In 1135, the counts of Heiligenberg received the county of Linzgau. From them, it passed to the Count of Werdenberg in 1277, and later to the Count of Fürstenberg in 1535. The area was then mostly called the County of Heiligenberg.

===Modern times===
In the early 19th century, under the rule of Napoleon, the Linzgau was assigned to the Grand Duchy of Baden, so the name became synonymous with the district of Überlingen. Today, the area encompasses the districts of Bodensee and Sigmaringen.

===Linzgau today===
Today, the only official use for the term Linzgau is the Catholic deanery. However, it is regaining popularity, as shown by the naming of the new shopping center in Pfullendorf the Linzgau-Center or the slogan of Markdorf: Heart of the Linzgau.
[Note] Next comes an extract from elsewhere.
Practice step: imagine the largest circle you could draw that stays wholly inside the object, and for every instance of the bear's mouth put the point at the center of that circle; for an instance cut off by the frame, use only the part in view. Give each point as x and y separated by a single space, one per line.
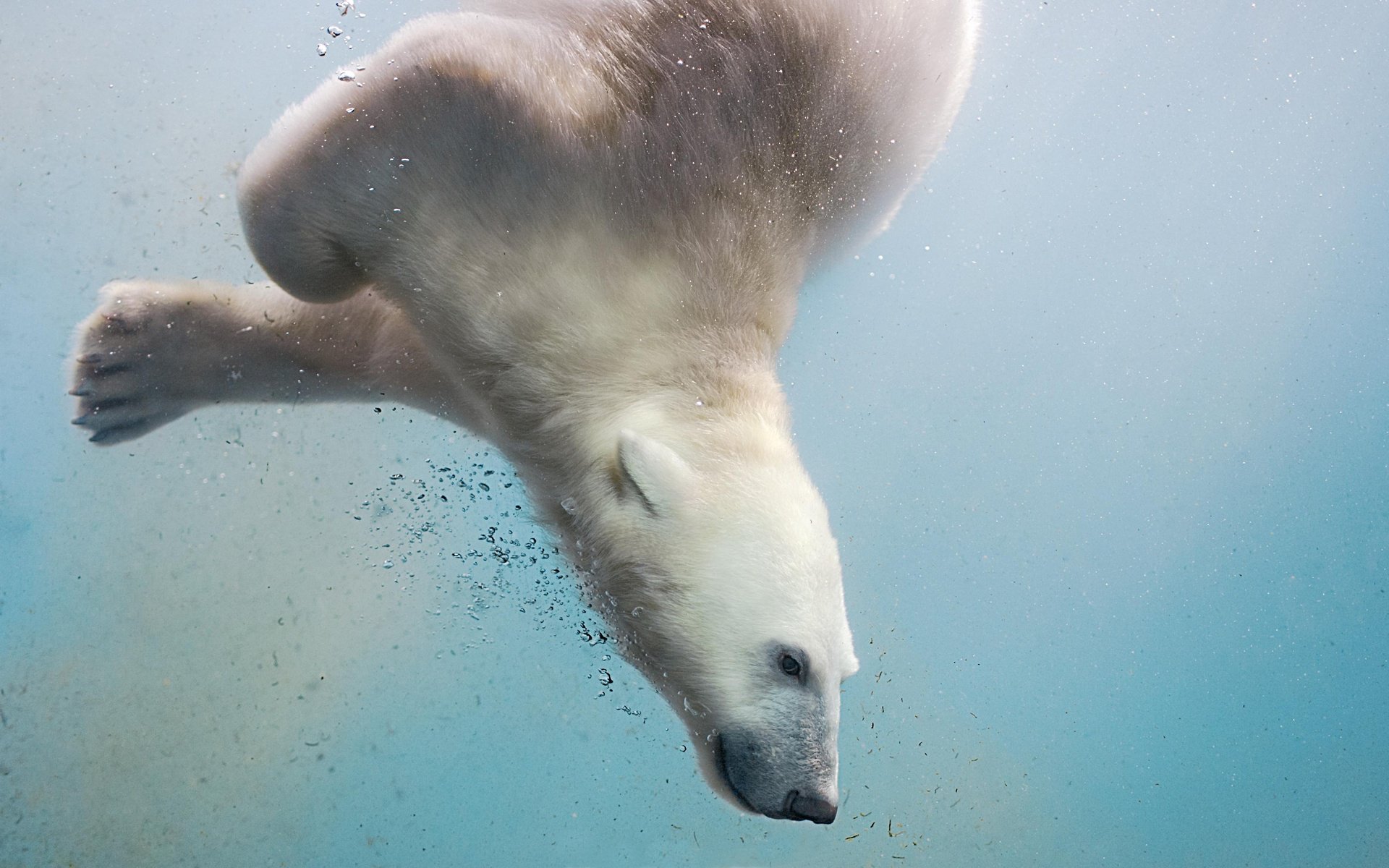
721 763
The regional tourist association also calls itself Bodensee-Linzgau Tourismus e.V.

==Landscape==
The southern part of the Linzgau lies on the banks of Lake Constance and has a milder climate, which lends itself to fruit orchards and vineyards. The landscape is rolling, but fairly flat, with occasional drumlins caused by deposits from the retreating Rhine Glacier in the last ice age.

The northern part (or upper Linzgau) has a more rugged climate and rises to as high as 833 m. It is characterized by glacial moraines, with occasional swamps and small lakes, especially in the northeast. Agriculture is largely dedicated to grain.

Most of the Linzgau is still rural, with the most heavily populated areas along the shores of Lake Constance. The largest cities are Überlingen, Pfullendorf, and Markdorf.

==Transport==
The national highways 31 and 33, which run from east to west along Lake Constance are the only major highways through the region.

A car ferry runs from Meersburg across the arm of Lake Constance called the Überlinger See to connect with Constance.